Cette présentation s’adresse aux propriétaires, ayants droit et responsables de collections souhaitant situer une œuvre d’Albert André dans la thématique “vues du Sud” et comprendre les éléments simples qui peuvent influer sur sa valeur en contexte d’expertise et d’enchères.
Définition et description générale de la thématique
La thématique “vues du Sud” concerne les représentations de la Méditerranée et du Midi français réalisées par Albert André. Elle couvre les ports et quais, les ensembles urbains côtiers, les villages et bourgs de Provence et du Gard, ainsi que des paysages de l’arrière-pays. Les sujets récurrents incluent des ports comme Marseille et des vues situées dans le Gard ou autour de Cagnes. Le cadrage est majoritairement horizontal pour les paysages et urbains, avec des formats moyens fréquemment rencontrés. Les œuvres de cette thématique se retrouvent en huile sur toile, huile sur panneau ou carton, et plus rarement en techniques sur papier.

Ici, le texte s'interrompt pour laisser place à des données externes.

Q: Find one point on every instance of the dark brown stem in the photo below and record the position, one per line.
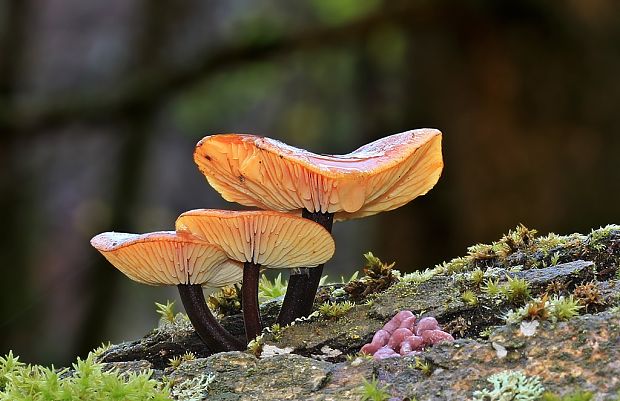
(302, 286)
(249, 301)
(207, 327)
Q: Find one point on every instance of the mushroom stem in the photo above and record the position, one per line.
(302, 286)
(249, 300)
(207, 327)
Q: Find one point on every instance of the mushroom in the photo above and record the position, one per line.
(265, 173)
(259, 238)
(169, 258)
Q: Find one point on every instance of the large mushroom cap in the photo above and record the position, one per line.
(265, 173)
(166, 257)
(271, 239)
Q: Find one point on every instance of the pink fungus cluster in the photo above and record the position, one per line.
(403, 336)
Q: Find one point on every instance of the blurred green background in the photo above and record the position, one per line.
(101, 104)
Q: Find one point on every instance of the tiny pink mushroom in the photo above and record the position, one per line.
(412, 343)
(426, 323)
(385, 352)
(436, 336)
(408, 323)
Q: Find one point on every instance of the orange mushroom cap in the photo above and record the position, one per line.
(265, 173)
(166, 257)
(271, 239)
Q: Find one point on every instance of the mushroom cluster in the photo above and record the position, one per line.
(215, 248)
(403, 336)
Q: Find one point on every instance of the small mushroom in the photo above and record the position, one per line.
(169, 258)
(259, 238)
(265, 173)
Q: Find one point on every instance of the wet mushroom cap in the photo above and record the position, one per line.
(271, 239)
(168, 258)
(265, 173)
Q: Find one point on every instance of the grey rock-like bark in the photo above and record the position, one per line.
(308, 360)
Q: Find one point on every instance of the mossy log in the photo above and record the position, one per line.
(317, 359)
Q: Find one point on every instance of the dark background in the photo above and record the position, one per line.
(101, 103)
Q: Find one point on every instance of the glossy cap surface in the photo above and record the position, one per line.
(268, 174)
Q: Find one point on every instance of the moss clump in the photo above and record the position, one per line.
(85, 381)
(227, 301)
(378, 277)
(516, 289)
(373, 391)
(268, 290)
(334, 310)
(470, 298)
(576, 396)
(589, 295)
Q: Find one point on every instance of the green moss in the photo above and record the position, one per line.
(423, 366)
(470, 298)
(373, 391)
(511, 385)
(596, 239)
(564, 308)
(334, 310)
(476, 277)
(86, 381)
(227, 301)
(576, 396)
(166, 311)
(516, 289)
(492, 288)
(268, 289)
(196, 388)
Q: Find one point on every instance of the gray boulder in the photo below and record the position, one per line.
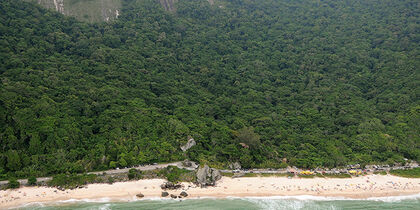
(169, 186)
(191, 142)
(207, 176)
(235, 166)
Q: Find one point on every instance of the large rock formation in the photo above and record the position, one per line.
(188, 145)
(207, 176)
(235, 166)
(91, 11)
(170, 186)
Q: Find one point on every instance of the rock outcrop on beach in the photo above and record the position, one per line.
(170, 186)
(191, 142)
(207, 176)
(235, 166)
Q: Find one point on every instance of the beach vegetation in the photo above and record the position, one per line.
(380, 173)
(340, 175)
(134, 174)
(175, 174)
(13, 183)
(32, 181)
(254, 82)
(72, 180)
(408, 173)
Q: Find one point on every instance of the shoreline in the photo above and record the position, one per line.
(364, 187)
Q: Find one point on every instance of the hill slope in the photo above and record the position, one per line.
(320, 83)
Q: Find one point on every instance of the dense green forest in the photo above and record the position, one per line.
(309, 82)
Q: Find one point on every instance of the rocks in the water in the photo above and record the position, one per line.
(170, 186)
(191, 142)
(183, 194)
(189, 164)
(207, 176)
(235, 166)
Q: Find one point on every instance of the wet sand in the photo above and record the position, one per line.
(357, 187)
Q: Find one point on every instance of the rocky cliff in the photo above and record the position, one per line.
(91, 10)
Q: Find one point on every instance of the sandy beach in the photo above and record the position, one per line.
(357, 187)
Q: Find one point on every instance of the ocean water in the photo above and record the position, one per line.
(251, 203)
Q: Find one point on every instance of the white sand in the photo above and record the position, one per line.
(358, 187)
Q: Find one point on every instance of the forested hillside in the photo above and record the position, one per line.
(309, 82)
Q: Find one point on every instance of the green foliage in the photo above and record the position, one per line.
(290, 79)
(409, 173)
(341, 176)
(175, 174)
(71, 181)
(13, 183)
(134, 174)
(32, 180)
(380, 173)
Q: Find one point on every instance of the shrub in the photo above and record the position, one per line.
(32, 180)
(13, 183)
(134, 174)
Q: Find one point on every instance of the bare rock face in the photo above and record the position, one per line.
(207, 176)
(183, 194)
(191, 142)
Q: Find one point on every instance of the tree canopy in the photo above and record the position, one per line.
(320, 83)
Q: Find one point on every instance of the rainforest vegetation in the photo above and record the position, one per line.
(267, 83)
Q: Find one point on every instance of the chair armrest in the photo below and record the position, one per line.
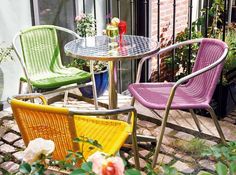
(166, 49)
(29, 96)
(194, 74)
(106, 112)
(199, 72)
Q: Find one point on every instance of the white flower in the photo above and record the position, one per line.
(36, 148)
(97, 159)
(104, 165)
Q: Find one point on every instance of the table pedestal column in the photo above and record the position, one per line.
(112, 85)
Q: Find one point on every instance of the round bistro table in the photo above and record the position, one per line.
(98, 48)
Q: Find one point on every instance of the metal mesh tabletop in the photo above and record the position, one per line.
(97, 48)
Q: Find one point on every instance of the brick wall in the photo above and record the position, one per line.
(166, 26)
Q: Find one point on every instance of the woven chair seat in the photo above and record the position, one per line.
(62, 126)
(155, 96)
(49, 80)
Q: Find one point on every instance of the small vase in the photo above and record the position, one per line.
(89, 41)
(101, 79)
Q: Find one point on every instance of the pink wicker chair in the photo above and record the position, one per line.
(195, 94)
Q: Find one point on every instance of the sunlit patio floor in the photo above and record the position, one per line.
(176, 149)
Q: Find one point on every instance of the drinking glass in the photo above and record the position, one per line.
(122, 30)
(112, 32)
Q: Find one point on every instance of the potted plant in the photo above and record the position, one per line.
(228, 87)
(5, 54)
(85, 27)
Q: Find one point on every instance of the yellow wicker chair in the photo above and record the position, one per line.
(63, 125)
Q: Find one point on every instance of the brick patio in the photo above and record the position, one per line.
(173, 151)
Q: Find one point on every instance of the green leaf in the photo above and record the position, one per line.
(78, 172)
(205, 173)
(87, 166)
(232, 167)
(25, 168)
(169, 170)
(132, 172)
(221, 168)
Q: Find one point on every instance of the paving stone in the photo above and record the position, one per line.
(10, 166)
(184, 136)
(204, 173)
(168, 131)
(210, 142)
(163, 159)
(141, 161)
(167, 149)
(183, 167)
(10, 137)
(168, 140)
(19, 155)
(184, 157)
(5, 148)
(146, 124)
(144, 152)
(3, 130)
(207, 164)
(15, 128)
(20, 144)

Les inscriptions et signatures sont en général placées en bas à gauche ou à droite. Certaines œuvres sont datées, d’autres non. Les provenances liées aux galeries historiques et aux collectionneurs identifiés sont un point d’attention documentaire, tout comme l’inclusion au catalogue raisonné en préparation et la présence d’expositions antérieures mentionnées dans des notices d’institutions ou de ventes publiques.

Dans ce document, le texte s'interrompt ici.